The Wednesday HodgePodge (October 19, 2022)

Hi all. I’m joining the Wednesday HodgePodge again. This week’s questions are truly random or at least I cannot see a common theme to them. I don’t mind though. Here goes.

1. What’s something you wish you’d figured out sooner?
That I am the beloved of God and that it really doesn’t matter what my family or anyone else thinks of me in the end, God will ultimately judge my heart.

2. Something from childhood you still enjoy today?
Swimming, playground equipment (when it’s strong enough to carry adult me, such as here at the institution), children’s books.

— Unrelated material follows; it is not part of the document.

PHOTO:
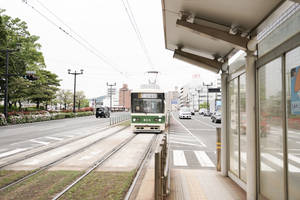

3. Are you a fidgeter? What’s the first thing that comes to mind when you hear the word fidget?
I am a definite fidgeter! The first thing that comes to mind is hair twirling. I’ve done it since adolescence. When I was 21, my autism diagnosing psychologist in fact told me I really had to unlearn it because it was a “serious social handicap”. Thankfully, the only people who agreed were my immediate family, who had more or less abandoned me by this time anyway.

4. Your favorite fall vegetable? How do you like it prepared?
Broccoli! In fact, about a month ago, I was discussing with a former staff what vegetable I’d choose if I could eat only one for the rest of my life and I picked broccoli. It is such a versatile vegetable. I love it cooked plain or with a creamy sauce, stir-fried or even raw in a salad. Next up are carrots. I eat them raw as a side to my lunch almost everyday.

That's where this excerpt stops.